2007年03月13日(火)
 神戸製鋼所は12日、線材・棒鋼のベース価格を4月納入分から10―15%(トン1万円前後)引き上げると発表した。また、ニッケル含有鋼のサーチャージ制度を4月から導入。2006年度に打ち出したエキストラ見直しについての理解活動も継続する。高級材を中心に需要が高水準で推移する中、安定供給を続けるための価格体系の再構築を急ぐ。
 JFEスチールは12日、薄型テレビバックカバー用の高機能のクロメートフリープレコートカラー鋼板を開発、本年1月から東日本製鉄所・京浜地区で量産を開始した、と発表した。従来のバックカバー用プレコート鋼板に比べ、プレス成形時の金型当たり疵が発生しにくく、電磁波シールド性が安定的に発現するのが特徴で、薄型テレビの生産拡大を背景に、家電メーカーへの販売を強化する方針。
 新日本製鉄―ホンダ系のコイルセンター、スチールセンター(本社=東京都千代田区内神田、林寿雄社長)は、中国湖北省武漢市にコイルセンターを新設する。ホンダの現地工場向けの鋼板加工を行うためのもので、海外拠点としては中国・広州の広州珠鉄金属製品有限公司(GPSC)、タイのスチール・ケース・マニュファクチュアリング(SCMT)に続いて3拠点目になる。現在、建設・設備工事を進めており、4月をめどに稼働させたい考え。
 東北地区鉄構大手の東光グループ(本社=秋田県大館市、虻川東雄代表)は2007年度(08年2月期)から新中期3カ年計画をスタートし、最終09年度に売上高149億円と06年度比約20%増、経常利益4億6000万円と同3・8倍に拡大する。

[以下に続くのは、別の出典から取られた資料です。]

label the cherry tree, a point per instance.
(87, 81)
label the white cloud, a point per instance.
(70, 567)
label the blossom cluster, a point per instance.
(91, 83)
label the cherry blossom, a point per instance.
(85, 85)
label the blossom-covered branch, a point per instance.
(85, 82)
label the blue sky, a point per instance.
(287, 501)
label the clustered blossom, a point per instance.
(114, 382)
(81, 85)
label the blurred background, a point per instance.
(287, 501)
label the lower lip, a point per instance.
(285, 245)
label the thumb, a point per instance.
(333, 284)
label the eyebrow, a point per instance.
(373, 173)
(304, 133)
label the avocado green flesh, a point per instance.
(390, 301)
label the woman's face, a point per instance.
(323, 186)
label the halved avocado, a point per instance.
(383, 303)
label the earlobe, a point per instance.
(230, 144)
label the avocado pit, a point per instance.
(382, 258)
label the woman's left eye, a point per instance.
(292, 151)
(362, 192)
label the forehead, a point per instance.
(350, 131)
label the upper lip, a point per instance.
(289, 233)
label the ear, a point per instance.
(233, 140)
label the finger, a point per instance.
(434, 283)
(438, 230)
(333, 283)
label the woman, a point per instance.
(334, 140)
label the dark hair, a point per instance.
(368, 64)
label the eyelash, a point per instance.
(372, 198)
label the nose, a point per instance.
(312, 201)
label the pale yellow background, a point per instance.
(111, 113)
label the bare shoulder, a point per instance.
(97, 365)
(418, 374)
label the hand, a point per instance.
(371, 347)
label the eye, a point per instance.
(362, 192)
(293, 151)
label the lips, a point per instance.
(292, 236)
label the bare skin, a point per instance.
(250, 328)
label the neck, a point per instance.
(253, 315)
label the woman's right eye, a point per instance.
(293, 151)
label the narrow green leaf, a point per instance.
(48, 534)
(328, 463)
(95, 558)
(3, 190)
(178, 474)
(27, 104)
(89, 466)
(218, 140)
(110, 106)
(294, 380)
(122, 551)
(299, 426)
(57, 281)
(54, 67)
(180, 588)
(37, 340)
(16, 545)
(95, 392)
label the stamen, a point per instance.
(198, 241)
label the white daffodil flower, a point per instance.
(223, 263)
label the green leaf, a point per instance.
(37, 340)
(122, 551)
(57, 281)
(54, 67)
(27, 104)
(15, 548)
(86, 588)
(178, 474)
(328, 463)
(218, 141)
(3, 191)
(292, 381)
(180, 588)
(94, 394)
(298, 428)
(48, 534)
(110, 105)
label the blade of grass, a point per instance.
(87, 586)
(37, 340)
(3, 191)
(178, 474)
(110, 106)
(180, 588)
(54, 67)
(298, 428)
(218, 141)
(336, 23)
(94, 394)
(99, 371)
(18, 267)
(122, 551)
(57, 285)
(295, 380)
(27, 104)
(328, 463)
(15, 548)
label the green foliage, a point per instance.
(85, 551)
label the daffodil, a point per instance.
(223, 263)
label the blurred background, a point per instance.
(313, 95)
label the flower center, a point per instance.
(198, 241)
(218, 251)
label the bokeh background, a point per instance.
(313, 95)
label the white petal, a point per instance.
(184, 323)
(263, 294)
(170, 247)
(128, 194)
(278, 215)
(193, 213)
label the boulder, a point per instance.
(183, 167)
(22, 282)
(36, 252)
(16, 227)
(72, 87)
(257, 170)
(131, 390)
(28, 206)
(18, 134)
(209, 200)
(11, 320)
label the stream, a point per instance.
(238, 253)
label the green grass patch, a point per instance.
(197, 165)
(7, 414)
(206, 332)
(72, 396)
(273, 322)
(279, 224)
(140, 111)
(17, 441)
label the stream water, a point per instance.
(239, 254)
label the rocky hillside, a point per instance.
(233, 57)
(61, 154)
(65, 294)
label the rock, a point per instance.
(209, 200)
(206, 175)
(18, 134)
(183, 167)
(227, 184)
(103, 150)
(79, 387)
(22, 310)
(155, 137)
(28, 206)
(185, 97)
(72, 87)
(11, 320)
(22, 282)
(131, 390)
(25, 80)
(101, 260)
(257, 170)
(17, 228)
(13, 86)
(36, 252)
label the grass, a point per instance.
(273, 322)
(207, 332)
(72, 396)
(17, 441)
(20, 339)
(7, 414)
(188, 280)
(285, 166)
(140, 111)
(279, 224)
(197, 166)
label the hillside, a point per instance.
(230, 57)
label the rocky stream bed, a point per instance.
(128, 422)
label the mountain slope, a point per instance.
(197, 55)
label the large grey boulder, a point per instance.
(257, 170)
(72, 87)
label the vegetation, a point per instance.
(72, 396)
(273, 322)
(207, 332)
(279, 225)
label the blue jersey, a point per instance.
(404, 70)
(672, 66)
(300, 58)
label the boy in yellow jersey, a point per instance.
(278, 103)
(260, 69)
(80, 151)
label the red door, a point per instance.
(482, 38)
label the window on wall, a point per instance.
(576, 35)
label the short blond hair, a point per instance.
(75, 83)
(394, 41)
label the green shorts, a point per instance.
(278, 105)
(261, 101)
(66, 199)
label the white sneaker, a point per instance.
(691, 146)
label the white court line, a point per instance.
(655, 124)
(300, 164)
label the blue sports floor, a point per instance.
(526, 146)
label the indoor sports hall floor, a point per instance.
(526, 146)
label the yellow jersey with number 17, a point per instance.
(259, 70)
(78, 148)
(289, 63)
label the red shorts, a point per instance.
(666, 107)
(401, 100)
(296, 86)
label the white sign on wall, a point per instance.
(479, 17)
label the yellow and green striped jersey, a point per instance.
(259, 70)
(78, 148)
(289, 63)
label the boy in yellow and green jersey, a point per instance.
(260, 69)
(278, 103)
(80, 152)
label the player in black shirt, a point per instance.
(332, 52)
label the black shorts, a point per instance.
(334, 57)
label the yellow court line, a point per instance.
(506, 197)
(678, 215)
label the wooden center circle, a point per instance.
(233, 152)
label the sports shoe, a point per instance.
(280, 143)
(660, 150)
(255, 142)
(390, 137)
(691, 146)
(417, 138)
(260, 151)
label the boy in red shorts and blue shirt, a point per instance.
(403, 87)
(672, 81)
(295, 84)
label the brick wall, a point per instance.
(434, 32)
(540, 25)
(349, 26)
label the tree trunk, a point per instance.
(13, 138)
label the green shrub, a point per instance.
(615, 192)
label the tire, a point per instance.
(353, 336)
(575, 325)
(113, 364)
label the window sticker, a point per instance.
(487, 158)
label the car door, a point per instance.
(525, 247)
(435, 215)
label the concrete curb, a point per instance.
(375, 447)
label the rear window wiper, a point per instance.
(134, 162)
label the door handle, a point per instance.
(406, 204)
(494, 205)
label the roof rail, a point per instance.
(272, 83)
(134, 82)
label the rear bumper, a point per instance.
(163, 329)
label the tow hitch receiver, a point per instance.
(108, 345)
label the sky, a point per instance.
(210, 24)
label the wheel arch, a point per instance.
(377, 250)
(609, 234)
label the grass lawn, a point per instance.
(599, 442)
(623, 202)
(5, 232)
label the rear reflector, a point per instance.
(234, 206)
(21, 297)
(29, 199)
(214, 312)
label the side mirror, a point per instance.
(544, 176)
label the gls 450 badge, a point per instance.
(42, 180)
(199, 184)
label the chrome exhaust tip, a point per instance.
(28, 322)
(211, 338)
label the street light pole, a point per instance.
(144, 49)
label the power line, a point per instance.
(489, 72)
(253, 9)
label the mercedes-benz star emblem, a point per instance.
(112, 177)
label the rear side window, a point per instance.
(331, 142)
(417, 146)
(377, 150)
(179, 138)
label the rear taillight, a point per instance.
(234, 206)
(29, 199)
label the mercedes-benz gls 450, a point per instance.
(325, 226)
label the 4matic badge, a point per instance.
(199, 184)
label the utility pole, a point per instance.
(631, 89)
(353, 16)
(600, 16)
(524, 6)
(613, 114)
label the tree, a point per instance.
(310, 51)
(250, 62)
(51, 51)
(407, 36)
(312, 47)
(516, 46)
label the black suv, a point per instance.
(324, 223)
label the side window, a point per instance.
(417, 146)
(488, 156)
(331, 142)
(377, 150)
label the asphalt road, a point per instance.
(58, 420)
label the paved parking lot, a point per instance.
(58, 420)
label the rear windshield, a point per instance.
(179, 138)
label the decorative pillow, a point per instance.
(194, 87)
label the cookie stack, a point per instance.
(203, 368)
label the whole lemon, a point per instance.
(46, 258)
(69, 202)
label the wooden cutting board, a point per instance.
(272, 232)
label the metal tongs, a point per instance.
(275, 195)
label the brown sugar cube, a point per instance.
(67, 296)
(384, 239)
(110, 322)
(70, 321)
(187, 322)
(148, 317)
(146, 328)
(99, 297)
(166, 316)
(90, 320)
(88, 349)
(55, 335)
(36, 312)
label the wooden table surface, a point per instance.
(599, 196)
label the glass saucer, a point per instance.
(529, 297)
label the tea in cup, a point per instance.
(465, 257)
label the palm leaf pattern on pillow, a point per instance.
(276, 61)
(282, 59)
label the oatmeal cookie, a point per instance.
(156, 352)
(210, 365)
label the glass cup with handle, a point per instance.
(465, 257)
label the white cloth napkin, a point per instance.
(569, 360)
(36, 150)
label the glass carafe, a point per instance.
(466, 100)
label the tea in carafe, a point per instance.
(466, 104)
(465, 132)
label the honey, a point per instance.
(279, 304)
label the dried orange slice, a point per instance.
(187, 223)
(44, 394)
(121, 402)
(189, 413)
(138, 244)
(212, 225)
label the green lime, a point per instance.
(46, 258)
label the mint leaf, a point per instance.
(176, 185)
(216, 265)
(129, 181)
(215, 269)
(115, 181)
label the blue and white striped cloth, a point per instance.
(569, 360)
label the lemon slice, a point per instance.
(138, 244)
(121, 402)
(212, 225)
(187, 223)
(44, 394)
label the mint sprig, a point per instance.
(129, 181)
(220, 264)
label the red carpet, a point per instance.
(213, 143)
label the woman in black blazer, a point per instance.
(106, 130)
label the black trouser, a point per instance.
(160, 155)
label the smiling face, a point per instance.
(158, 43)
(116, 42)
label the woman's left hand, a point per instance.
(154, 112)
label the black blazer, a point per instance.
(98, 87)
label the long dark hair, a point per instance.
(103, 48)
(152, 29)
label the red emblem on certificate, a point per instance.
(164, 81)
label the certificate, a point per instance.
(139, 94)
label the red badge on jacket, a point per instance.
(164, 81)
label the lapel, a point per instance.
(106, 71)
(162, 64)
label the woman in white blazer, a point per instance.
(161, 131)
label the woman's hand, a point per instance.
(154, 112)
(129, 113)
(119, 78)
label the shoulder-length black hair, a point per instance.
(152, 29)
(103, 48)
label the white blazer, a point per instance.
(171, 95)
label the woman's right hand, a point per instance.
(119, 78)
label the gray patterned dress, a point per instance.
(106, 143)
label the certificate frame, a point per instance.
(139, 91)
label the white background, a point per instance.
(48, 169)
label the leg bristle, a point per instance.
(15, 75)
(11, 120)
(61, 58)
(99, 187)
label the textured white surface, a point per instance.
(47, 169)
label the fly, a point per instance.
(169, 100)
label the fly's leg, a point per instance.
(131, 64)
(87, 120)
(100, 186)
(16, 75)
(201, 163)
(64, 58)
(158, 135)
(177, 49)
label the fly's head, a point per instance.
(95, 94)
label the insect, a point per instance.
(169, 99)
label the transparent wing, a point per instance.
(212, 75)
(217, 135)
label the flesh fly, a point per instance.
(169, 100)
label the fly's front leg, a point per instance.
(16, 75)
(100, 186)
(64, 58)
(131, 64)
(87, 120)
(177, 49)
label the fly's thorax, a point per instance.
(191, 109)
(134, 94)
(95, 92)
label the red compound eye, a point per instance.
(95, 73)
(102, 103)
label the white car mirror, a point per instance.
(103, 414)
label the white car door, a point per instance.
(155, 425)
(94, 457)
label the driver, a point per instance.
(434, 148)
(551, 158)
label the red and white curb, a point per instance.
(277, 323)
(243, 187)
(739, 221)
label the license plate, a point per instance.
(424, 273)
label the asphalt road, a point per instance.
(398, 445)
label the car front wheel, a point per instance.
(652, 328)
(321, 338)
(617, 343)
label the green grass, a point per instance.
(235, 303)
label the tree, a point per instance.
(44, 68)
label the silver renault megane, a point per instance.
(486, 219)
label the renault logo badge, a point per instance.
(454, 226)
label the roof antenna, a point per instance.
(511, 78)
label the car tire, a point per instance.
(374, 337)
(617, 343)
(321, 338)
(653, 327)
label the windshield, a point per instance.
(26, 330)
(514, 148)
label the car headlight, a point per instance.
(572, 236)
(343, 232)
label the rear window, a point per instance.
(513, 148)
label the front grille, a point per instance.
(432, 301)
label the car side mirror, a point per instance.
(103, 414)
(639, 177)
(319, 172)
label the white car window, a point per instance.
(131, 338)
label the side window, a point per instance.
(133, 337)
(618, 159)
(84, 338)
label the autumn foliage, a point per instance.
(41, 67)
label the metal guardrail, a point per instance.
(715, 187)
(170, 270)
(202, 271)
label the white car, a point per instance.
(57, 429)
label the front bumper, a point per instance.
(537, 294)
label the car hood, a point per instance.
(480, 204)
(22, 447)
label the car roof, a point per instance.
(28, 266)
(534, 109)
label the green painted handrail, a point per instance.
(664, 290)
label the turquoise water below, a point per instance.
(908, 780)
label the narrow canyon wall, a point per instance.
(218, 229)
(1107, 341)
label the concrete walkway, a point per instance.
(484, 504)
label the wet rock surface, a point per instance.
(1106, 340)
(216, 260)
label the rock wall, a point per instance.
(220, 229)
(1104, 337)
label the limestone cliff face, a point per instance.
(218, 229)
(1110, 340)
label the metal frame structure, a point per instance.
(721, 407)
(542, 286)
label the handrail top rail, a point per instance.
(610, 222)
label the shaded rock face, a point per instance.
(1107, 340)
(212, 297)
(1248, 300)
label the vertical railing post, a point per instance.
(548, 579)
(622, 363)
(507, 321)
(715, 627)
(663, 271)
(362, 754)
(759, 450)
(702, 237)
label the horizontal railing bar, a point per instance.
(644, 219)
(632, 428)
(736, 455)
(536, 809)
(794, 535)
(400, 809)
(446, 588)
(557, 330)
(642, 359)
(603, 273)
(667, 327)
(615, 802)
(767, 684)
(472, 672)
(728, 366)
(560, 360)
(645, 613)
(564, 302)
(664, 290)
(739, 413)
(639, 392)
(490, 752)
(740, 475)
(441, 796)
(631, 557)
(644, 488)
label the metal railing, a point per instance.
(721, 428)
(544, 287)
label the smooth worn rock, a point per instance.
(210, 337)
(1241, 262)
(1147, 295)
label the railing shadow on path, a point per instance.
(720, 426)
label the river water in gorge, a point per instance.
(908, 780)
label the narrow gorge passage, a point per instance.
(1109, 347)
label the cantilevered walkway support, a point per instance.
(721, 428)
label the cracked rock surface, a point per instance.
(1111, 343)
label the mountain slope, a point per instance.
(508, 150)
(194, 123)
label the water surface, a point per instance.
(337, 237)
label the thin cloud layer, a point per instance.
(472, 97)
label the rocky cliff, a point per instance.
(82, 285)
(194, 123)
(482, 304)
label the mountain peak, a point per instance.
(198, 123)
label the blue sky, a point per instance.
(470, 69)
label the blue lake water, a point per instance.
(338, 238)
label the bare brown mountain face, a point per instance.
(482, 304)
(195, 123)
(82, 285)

 主力の鉄骨事業はマルチ溶接ロボットを導入し加工能力を現在の月間800トンから1000トンに増強。橋梁事業はヤードを広げ、受注対応力を増す。発電所など新規分野にも進出し、各事業の成長をめざす。
 大阪地区の鉄スクラップ価格が上昇局面を迎えている。地区内電炉メーカー購入価格(H2)はトン3万5000―3万6000円前後で、月初から1000円(3%)上伸した。国内価格が高騰する一方で、鉄スクラップの手当てに追われる現代製鉄が日本産購入価格で値上げ追随。

 先週末に東京製鉄が宇都宮工場を除く各工場で値上げを実施し、姫路地区電炉メーカーの値上げも同日中に一巡した。大阪地区でも岸和田製鋼が値上げを発表するなど、鉄スクラップ価格は騰勢を続けている。